Cellular integrity is necessary for accurately distinguishing between different types of white blood cells during a differential count, performed manually or by automated analyzers. The differential count identifies the relative percentages of neutrophils, lymphocytes, monocytes, eosinophils, and basophils, providing insight into the body’s immune status and potential infections. Without EDTA’s stabilizing effect, the cells would rapidly degrade or clump, rendering the analysis inaccurate.
EDTA tubes are routinely used in transfusion medicine for blood typing and cross-matching procedures. These tests require the plasma and cells to remain unaltered so that accurate ABO and Rh factor determinations can be made, preventing transfusion reactions. The stability provided by EDTA allows for reliable antibody screening, performed prior to transfusions to ensure compatibility.
Molecular diagnostics is another major application, particularly for genetic testing and infectious disease detection. EDTA-treated blood is an excellent source for extracting high-quality deoxyribonucleic acid (DNA) and ribonucleic acid (RNA) from white blood cells. Preserving the cells intact ensures a maximum yield of nucleic acids for use in polymerase chain reaction (PCR) and sequencing technologies. The chelation of calcium also indirectly inhibits certain DNases and RNases that could degrade the nucleic acid material, protecting the sample’s genetic information.
Importance of Proper Sample Handling
Immediately following the draw, proper handling of the EDTA tube is required to ensure the anticoagulant fully integrates with the blood sample. The tube must be gently inverted 8 to 10 times, rather than shaken vigorously, to achieve thorough mixing. This gentle inversion ensures the EDTA contacts all the blood while preventing hemolysis (red cell rupture) and the formation of microscopic clots.
The integrity of the sample also depends on collecting the correct volume of blood, often called the “fill volume.” Under-filling the tube results in an excess of EDTA relative to the blood, which can cause red blood cells to shrink (crenate) and artificially alter cell counts and measurements like Mean Corpuscular Volume (MCV). Conversely, over-filling the tube means there is insufficient anticoagulant, which may allow micro-clots to form.
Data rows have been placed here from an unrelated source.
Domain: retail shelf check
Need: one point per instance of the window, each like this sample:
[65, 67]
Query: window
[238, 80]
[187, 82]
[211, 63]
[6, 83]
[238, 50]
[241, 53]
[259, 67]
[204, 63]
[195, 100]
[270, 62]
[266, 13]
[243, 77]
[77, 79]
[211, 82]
Inadequate mixing is a common cause of pseudothrombocytopenia, a laboratory error where platelets clump together, leading to a falsely low automated platelet count. When this clumping occurs, the platelet count is inaccurately low, potentially leading to misdiagnosis or unnecessary further testing. Adhering to the correct fill volume and mixing protocol is necessary for ensuring the accuracy of all subsequent test results.